Mrs. Mary Hartwell Catherwood followed Mr. Cable with a paper on "Form and Condensation in the Novel." We print a portion of Mrs. Catherwood's remarks, regretting that we have not space for them all.

"Whoever attempts a novel is supposed to have a

story to tell; and the manner of his telling it is almost as important as the story itself. It is always whatever variations the theme may take the story of a man and a woman ; often a sad, often an absurd story ; but one which is as fresh with every generation as new grass with the spring. The dear little maid whom you now call the light of your house will soon reach her version of it. She tells you in confidence, and with a stammer on the long word, that she has a prejudice against boys, and you know what that prejudice in the course of a few years will do with the incipient men who are hanging May-baskets or doing sums for her.

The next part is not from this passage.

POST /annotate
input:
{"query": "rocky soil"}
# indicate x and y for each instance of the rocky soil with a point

"It seems to me the best form for this story is the dramatic form. We want intensified life. 'It is the quality of the moment that imports,' says Emerson. Of what interest are our glacial periods, our slow transitions that change us we know not why ? Everyone can look back on many differing persons he has been in his time. And everyone is conscious of undeveloped identities hampered yet within him. The sweetest and sincerest natures have repressions and concealments. It is the result of these things which makes the story of life. You may put a microscope over a man and follow his trail day by day; but unless he reaches some stress of loving, suffering, doing, you soon lose interest in him. I delight in Jane Austen for the quality of her work. In the same way I enjoy the work of Mr. Howells. It is their dramatic grasp on the commonplace which makes these realists great.

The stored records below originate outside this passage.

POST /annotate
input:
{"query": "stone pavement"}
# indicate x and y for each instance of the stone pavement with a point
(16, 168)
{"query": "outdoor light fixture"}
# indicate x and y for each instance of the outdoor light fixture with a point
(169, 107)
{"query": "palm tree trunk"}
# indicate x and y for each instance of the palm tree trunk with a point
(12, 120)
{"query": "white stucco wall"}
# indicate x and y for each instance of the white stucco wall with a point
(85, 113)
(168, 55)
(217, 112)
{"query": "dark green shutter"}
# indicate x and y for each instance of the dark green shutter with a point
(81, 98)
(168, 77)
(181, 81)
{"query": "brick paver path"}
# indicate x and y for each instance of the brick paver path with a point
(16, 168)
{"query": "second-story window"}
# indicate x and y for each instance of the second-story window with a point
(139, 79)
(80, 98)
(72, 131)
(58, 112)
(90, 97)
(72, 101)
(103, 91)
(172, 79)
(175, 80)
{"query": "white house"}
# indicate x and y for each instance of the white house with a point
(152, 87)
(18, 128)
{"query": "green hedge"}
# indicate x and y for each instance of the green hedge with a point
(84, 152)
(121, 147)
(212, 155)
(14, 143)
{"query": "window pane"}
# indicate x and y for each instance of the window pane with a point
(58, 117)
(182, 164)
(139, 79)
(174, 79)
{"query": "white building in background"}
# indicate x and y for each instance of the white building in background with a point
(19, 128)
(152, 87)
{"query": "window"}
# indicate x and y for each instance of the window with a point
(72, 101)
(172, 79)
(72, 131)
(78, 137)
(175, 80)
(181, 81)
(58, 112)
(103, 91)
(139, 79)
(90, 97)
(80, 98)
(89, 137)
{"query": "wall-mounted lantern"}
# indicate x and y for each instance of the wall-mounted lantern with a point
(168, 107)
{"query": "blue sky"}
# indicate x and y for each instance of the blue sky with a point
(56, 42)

"The most dramatic treatment cannot wholly present the beauty of one human soul, and the sternest analysis cannot reach all its convolutions of evil. Shakespeare knew his human soul. When we are very young we complain that he pictures us unfairly; but when we are older, we know. He took the great moments, that counted; and presented his men and women intensely alive.

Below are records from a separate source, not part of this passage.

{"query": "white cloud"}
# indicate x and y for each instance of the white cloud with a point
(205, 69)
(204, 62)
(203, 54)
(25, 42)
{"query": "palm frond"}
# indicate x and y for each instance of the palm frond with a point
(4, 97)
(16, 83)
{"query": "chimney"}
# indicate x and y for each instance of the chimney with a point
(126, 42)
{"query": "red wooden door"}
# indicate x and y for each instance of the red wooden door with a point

"I have heard there are authors who do not rewrite and condense, who set down at the first stroke the word they want to use; the word which creates. But I never absolutely laid hands on one. The growth of a story is usually slow, like the growth of most plants. It is labor and delight, pain and pleasure, despair and hope. You cannot escape a pang. You must absolutely live it through ; and then try it by the test of ridicule of common standards, by the guage of human nature. I heard a judge say when he was a college student he kicked all the bark off a log in the campus, and wore out the backs of a new pair of trousers, trying to write a poem; and he made up his mind he was no poet. If the spirit of art had really been in him he would have recognized these agonies. It is not easy to speak the word except when it is easy ; when you

have those moments of clear seeing and that condensing grasp of your material which sometimes pay for days of worthless labor."

The remaining papers of the session were as follows: "The Short Story," by Miss Alice French; "The New Motive in Fiction," by Mrs. Anna B. McMahan; "Local Color in Fiction," by Mr. Hamlin Garland ; and " Ebb-Tide in Realism," by Mr. Joseph Kirkland. The Friday session of the Congress seemed to arouse a more general public interest than any of the others, and was distinguished from them by the fact that all the papers presented upon this occasion were read by their authors. Our account has thus far dealt almost exclusively with the special subject of the Congress of Authors. When we consider the fact that this Congress has been the first of the sort to be held by writers in the English language, and the other fact that there existed in this country no definite association of literary workers to take charge of the arrangements, there is reason to congratulate the committees in charge upon the outcome of their enterprise. To the non-resident Committee of Cooperation, and particularly to its secretary, Professor George E. Woodberry, who labored long and strenuously for the success of the work, a special and hearty word of recognition is due. It is true that there have been many disappointments that some who should have taken part in the work declined the invitation to do so, and that others who had promised their help and their presence failed to come forward at the final moment, but, with allowance for all these mishaps, it must be admitted that the Congress achieved a distinct success, that its sessions were dignified and thought-provoking, that it attracted the serious attention of a considerable and influential public, and that it has paved the way for a better organization of authorship, and a better understanding of literature both in its commercial and its artistic aspects. The proceedings of the Congress of Authors will have many echoes in the periodical literature of the coming weeks ; and, if they shall be subsequently published, as is hoped, in permanent form, their effect will be felt far beyond the moment, and is likely to make itself apparent both in predicable and in unpredicable ways.
Of the four remaining Congresses of the week we have not, upon the present occasion, space to speak in detail. We must be content with saying that they brought to Chicago exceptionally large gatherings of the four classes of specialists to whom appeal was made, including many European scholars of the first rank ; that their programmes covered a very wide range of original research ; and that, in spite of the tropical temperature of the week, and the counter attractions of the World's Fair, they were attended by audiences commensurate with the interest and importance of what the proceedings had to offer.